The director has recruited you to help with data analysis. You have been
asked to analyze fault density. The director explains that fault
density is the number of faults discovered
during testing and operational use, per line of code (LOC).
The director also indicates that only programs with more than 1000 hours
of operational use were considered for this experiment.
Fault density
is a well known quality measure that is
appropriate for this software portfolio.
The following details are available
for each program in the sample:
- Program Name; 1-6
- Cyclomatic Complexity; 7-8
- Program Size (LOC); 9-12
- Number of Faults (Testing); 13-15
- Number of Faults (Operations); 16-19
You have been asked to help with the analysis of
this data.
The requirements for your analysis
are detailed below:
- Write a SAS program to analyze these data. In
particular your program should analyze fault density. (50%)
Your program should accomplish the following:
- Access your data from an external
file.
- Compute fault density.
Note: You will need an assignment statement in your data step.
If necessary, see "DATA step statements",
point 6, SAS Review.
- Execute the PRINT and MEANS
procedures with appropriate options.
- For PROC PRINT, be sure to use your defined
labels as column headings.
That is, use the label statement to
define "Number of
Faults",
"Program Name",
"Program Size", "Cyclomatic Complexity", and "Fault Density"

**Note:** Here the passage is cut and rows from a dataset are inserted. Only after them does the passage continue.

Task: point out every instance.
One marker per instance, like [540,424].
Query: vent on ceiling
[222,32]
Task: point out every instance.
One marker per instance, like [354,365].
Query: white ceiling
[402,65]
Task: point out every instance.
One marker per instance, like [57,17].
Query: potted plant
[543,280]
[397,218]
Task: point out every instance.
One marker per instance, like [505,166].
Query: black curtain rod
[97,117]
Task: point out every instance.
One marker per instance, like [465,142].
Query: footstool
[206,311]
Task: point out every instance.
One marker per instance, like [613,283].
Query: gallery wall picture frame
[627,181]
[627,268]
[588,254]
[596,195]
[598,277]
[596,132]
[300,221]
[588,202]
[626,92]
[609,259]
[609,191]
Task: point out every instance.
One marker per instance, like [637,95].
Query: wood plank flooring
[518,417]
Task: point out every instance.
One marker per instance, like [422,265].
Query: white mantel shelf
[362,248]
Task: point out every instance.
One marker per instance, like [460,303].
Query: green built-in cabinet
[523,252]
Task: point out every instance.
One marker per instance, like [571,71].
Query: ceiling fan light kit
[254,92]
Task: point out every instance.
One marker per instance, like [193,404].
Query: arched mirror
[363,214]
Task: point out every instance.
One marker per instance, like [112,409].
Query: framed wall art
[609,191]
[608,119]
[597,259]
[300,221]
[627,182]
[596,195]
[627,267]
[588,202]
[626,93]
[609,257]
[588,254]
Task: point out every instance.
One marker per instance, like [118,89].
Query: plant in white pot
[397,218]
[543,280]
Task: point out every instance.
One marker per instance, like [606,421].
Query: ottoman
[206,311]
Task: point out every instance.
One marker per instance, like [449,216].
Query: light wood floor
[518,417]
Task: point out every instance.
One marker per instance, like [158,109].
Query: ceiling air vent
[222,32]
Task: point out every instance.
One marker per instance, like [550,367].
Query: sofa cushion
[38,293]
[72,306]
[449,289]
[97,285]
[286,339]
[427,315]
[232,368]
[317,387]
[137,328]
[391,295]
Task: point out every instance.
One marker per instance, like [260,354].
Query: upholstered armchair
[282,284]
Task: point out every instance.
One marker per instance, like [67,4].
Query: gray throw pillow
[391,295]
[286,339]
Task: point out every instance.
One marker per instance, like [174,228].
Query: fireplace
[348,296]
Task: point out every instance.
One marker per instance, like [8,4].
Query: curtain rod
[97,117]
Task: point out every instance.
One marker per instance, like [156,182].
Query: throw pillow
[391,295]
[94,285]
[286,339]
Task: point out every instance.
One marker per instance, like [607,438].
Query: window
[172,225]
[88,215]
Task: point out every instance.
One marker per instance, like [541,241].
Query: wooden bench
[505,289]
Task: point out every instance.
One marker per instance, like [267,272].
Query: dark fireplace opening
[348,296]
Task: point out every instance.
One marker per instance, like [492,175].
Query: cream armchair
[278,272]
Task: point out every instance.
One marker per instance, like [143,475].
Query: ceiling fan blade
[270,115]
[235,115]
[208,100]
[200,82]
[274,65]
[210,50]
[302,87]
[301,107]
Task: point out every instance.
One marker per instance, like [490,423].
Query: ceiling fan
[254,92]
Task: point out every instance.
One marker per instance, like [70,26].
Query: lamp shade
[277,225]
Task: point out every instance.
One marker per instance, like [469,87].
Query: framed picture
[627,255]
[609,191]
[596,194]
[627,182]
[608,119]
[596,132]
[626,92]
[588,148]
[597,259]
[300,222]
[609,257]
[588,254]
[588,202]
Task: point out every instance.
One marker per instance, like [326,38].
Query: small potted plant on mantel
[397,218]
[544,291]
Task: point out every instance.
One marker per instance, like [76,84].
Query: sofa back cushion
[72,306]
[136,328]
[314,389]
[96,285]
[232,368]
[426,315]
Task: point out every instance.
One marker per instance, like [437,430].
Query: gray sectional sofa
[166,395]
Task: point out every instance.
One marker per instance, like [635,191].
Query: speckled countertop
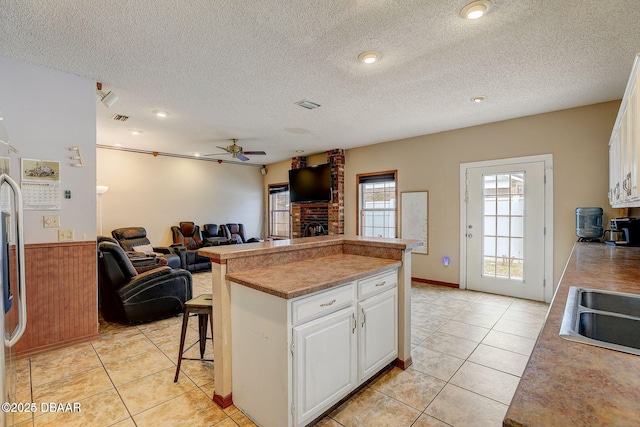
[572,384]
[274,246]
[304,277]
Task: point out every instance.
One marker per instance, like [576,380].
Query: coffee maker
[624,232]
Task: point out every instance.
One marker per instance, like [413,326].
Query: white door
[324,362]
[505,229]
[378,336]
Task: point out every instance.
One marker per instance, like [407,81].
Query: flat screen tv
[310,184]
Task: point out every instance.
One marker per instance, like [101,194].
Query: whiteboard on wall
[414,216]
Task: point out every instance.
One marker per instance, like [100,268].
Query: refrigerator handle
[11,339]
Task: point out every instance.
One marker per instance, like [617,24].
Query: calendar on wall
[41,195]
[40,184]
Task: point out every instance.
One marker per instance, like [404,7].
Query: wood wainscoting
[62,296]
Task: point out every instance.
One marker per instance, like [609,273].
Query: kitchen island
[314,264]
[567,383]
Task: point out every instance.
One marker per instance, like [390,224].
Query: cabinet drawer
[378,283]
[308,308]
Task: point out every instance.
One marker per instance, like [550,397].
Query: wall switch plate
[65,235]
[51,221]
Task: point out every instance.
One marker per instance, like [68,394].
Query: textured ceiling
[235,69]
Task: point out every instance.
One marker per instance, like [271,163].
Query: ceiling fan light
[369,57]
[476,9]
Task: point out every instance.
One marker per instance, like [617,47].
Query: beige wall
[158,192]
[577,138]
[46,112]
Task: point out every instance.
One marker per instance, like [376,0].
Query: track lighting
[108,99]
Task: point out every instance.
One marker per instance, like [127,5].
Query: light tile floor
[469,350]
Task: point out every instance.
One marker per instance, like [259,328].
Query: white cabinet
[378,337]
[294,359]
[324,363]
[624,147]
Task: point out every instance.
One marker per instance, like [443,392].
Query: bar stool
[202,306]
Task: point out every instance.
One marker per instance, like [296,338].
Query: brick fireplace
[311,219]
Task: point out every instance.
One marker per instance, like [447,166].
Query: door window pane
[503,223]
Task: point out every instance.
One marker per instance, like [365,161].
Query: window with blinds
[279,216]
[377,207]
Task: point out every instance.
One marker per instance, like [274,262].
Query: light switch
[51,221]
[65,235]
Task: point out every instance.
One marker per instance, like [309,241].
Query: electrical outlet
[51,221]
[65,235]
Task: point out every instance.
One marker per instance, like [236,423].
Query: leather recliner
[127,296]
[236,232]
[187,240]
[131,238]
[140,261]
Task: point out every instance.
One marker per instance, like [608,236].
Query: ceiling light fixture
[108,99]
[307,104]
[369,57]
[160,113]
[476,9]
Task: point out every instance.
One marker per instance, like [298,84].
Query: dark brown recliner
[187,240]
[131,238]
[126,296]
[140,261]
[236,232]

as labels and then make sure that these labels are printed as column headings.
Also, generate an appropriate
title for your output.
Note: If necessary,
see the SAS program used for the in-class SAS
demonstration.
Write a short report (no more than a couple of
paragraphs) discussing your findings. (50%)
Your report should
address the
following:
- Provide estimates of
the population mean
and population standard deviation
to 4 places of decimal
(i.e. the mean
fault density, and
the standard
deviation of fault denisty for the portfolio).

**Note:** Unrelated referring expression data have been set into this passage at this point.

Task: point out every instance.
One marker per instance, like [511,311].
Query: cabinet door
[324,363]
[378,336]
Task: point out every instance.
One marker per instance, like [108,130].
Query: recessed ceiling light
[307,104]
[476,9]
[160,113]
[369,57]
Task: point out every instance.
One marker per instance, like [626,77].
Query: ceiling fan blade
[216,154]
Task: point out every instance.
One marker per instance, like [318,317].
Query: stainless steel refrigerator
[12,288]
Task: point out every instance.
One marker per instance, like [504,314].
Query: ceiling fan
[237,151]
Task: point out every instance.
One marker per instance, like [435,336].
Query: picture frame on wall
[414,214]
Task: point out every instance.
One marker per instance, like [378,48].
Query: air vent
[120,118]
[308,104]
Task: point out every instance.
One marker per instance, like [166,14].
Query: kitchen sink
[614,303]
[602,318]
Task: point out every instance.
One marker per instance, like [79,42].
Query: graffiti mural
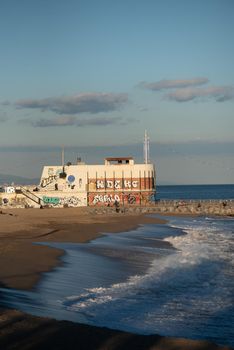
[48,180]
[116,184]
[106,198]
[51,200]
[63,201]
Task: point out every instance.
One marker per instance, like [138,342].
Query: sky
[92,75]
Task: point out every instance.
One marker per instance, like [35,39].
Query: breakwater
[189,207]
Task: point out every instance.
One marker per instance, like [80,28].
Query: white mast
[146,148]
[63,156]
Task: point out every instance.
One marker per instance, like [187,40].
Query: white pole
[146,148]
[63,156]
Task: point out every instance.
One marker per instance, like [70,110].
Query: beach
[22,264]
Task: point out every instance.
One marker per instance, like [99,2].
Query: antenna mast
[63,156]
[146,148]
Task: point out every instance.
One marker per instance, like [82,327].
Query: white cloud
[81,103]
[169,84]
[219,93]
[73,121]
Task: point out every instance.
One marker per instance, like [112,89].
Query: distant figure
[117,208]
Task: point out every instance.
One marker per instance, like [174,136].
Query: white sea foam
[190,278]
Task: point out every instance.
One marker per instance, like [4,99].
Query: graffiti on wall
[116,184]
[71,201]
[130,198]
[106,198]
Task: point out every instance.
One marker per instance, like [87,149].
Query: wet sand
[21,266]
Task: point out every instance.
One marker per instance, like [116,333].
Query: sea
[173,279]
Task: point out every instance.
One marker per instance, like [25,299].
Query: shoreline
[23,263]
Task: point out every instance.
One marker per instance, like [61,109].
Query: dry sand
[22,263]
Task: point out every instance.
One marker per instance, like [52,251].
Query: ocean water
[197,192]
[175,279]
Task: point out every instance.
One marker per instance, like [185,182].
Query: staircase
[31,195]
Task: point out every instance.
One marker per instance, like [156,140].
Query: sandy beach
[22,264]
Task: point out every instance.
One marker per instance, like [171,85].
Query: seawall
[190,207]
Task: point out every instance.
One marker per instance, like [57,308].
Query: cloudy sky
[92,75]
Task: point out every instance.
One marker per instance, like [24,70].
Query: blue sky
[93,75]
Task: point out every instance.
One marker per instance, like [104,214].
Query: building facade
[119,181]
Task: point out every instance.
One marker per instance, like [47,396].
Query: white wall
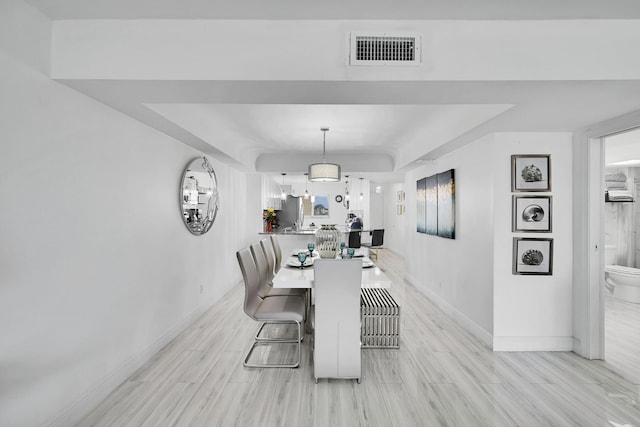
[394,224]
[533,312]
[471,277]
[458,274]
[97,270]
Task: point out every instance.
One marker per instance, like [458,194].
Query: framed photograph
[446,204]
[531,214]
[321,206]
[532,256]
[530,172]
[421,187]
[431,205]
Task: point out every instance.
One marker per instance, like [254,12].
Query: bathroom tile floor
[622,337]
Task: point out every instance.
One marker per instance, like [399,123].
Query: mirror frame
[200,226]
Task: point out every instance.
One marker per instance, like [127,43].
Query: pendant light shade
[324,172]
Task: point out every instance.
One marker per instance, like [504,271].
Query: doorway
[621,266]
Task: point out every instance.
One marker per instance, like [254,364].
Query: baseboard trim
[469,325]
[92,398]
[533,343]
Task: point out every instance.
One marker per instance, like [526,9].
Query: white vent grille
[385,49]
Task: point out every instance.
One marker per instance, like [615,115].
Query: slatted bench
[380,319]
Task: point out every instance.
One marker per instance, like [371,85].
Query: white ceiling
[338,9]
[623,149]
[378,129]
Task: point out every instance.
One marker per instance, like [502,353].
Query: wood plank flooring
[622,337]
[441,376]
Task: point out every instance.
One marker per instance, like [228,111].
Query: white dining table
[294,277]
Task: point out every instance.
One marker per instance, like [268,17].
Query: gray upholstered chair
[277,251]
[377,240]
[265,262]
[272,310]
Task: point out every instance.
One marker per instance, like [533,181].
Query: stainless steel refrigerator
[291,215]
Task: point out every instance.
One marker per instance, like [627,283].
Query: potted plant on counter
[270,220]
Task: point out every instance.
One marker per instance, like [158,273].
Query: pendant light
[283,195]
[306,191]
[345,202]
[324,172]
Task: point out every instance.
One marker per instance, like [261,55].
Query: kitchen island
[291,240]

- The CIO has asked you to address the following
in your report (include all
necessary computations and diagrams to support your answer):
- Program prtprn is considered to be problematic by several staff
members. That is, they contend that it has a higher failure
density than the
average program in the portfolio.
Twenty faults were discovered during the testing of
program prtprn and nine more during operational use. Program
prtprn has 640 lines of code.
Determine
its percentile rank with respect to fault density and comment on the
point of
view of the staff members.
- Determine the fault density
that distinguishes high quality
programs from others in the portfolio.
The CIO considers high quality programs to
be the best 22% of the portfolio,
with respect to fault
density.
Note:
To
address these questions,
assume that fault density is
normally distributed. Also,
use your estimates of the relevant population
parameters.